2. Arduinoのアナログピンから読み取った電圧を別のArduinoへ送信

 今度はArduino1のアナログピンで読み取った電圧値をArduino2へ送信し、Arduino2のシリアルモニタに表示する。今回はArduino1のアナログピンには(定電圧)電源を接続する。Tinkercadで扱えるセンサは出力が小さく、アンプ回路を別途組む込む必要があるので、単純に定電圧電源を接続してセンサとして見立てることにする。なおアナログ入力は5Vまでが有効な電圧範囲である。基本的には上と同じ構成で、電源の出力をArduino1のアナログ入力ピンA0に接続している。
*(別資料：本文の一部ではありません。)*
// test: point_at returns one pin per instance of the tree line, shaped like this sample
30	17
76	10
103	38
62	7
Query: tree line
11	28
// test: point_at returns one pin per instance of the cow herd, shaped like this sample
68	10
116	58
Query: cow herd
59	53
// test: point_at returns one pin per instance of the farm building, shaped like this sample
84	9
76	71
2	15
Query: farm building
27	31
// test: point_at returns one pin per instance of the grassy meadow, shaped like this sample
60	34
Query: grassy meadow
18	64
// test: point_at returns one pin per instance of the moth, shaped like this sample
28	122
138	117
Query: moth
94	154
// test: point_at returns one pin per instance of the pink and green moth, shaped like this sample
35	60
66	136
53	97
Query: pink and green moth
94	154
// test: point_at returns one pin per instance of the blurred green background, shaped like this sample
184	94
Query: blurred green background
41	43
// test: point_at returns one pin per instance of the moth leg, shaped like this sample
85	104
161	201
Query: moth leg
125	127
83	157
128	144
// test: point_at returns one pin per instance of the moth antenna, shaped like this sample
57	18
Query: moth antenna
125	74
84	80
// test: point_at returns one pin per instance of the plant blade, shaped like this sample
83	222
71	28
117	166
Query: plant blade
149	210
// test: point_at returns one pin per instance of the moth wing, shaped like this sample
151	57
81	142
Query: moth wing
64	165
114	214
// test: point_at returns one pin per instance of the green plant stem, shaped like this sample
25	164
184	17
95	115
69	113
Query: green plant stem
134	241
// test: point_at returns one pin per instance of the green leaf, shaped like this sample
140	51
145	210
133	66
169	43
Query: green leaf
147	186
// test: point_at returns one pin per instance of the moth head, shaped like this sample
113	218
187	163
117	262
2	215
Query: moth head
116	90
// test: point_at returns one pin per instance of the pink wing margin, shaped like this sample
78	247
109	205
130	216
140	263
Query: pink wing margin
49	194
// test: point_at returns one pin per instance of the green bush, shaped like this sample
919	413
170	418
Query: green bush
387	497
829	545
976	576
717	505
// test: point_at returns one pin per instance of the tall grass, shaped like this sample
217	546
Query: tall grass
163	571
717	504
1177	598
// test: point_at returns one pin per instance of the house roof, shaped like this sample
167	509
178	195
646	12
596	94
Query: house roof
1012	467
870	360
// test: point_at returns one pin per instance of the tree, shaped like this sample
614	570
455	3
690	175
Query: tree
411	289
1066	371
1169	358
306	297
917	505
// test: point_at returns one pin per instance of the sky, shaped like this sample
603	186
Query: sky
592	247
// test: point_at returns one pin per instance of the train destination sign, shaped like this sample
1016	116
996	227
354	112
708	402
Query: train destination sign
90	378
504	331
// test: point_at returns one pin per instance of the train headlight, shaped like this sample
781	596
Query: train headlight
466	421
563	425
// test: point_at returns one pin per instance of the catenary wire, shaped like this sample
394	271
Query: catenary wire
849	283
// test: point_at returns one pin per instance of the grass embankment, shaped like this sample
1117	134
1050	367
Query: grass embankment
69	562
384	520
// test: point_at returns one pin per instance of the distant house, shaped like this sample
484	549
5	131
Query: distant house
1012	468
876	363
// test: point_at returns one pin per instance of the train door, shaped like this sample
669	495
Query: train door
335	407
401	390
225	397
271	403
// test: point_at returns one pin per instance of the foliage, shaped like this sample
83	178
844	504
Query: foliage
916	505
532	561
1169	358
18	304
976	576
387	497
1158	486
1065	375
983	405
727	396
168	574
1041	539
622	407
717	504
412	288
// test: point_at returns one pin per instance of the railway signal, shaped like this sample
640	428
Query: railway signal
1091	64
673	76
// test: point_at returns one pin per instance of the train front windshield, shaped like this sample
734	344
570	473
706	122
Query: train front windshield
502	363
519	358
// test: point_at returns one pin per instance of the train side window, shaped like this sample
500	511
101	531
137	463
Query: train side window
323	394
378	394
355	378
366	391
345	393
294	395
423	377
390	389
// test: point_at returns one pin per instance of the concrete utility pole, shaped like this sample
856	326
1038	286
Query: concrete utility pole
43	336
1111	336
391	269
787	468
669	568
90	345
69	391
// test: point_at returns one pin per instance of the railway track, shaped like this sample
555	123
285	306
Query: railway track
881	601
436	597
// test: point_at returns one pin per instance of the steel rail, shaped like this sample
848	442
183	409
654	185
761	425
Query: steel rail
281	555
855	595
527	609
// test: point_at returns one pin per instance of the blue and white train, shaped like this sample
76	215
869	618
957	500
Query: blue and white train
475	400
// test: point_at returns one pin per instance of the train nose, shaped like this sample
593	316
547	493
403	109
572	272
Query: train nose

Arduinoへの入力を別のArduinoへシリアル通信する構成
Arduinoへの入力を別のArduinoへシリアル通信
スケッチは以下のようにした。送信側Arduino1ではanalogRead(A0)として電圧を読み取り、その値をSerial.write()で送信することができるが注意点が1つある。それはアナログ入力ピンは10bitつまり5Vを0~1023の範囲で読み取るのに対してSerial.write()は1バイト(8bit)で5Vを0~255の範囲で表現しなければならないという点である。スケッチではanalogRead(A0)で読み取った値を4で割った値をunsigned int8型(uint8_t)の変数で取り扱うようにした。また送信の処理を関数send()として定義してloop関数内で呼び出す。
 次に受信側のArduino2のスケッチではデータを受信の有無の判定についてはSerial.available()を用いている。Serial.available()は受信したデータのバイト数を返す関数で、if文により0よりも大きければSerial.read()でデータを読み取る。読み出しdata自体は0~255の整数なので、まずfloat型にキャストした後に5/255を乗算することで電圧に変換し、シリアルモニタに表示させるようにしている。以上の処理を受信用の関数Read()として定義してloop関数内で呼び出す。

//送信側Arduino1のスケッチ
void setup()
{
  Serial.begin(9600);
}

void send() // 送信用の関数
{
  uint8_t data=analogRead(A0)/4; //1024→256へ変換
  Serial.write(data);
}

void loop()
{
  send();
  delay(500);
}
//受信側Arduino2のスケッチ
void setup()
{
  Serial.begin(9600);
}
void read() //受信用の関数
{
  if(Serial.available()){    //受信データが0バイトよりも大きいか
     uint8_t data=Serial.read();
     float val=(float)data*5/255; // uint8_t→float型にキャストしてから、電圧に変換
     Serial.println(val);
  }
}
void loop()
{
  read();
}

Tinkercadのシミュレーションを実行しArduino2のシリアルモニタの表示される値がArduino1に入力されている電源のノブを動かすのと連動していることが確認できる。

3. まとめ

 今回はArduinoから別のArduinoにデータを送信・受信する方法を取り上げた。またアナログ入力ピンの電圧値を取得して、シリアル通信で別のArduinoに送信する方法についても説明した。今回はアナログピンへの入力は定電圧電源を用いたが、センサをアナログピンへ入力する場合も同様の方法が使える。(実際にはセンサへの給電やセンサ出力の増幅等のレベル合わせが必要)ここまでで、有線ではあるがセンサの出力を取得しシリアル通信で別のデバイスへ送信するというIoTデバイスの実装の基礎になっている。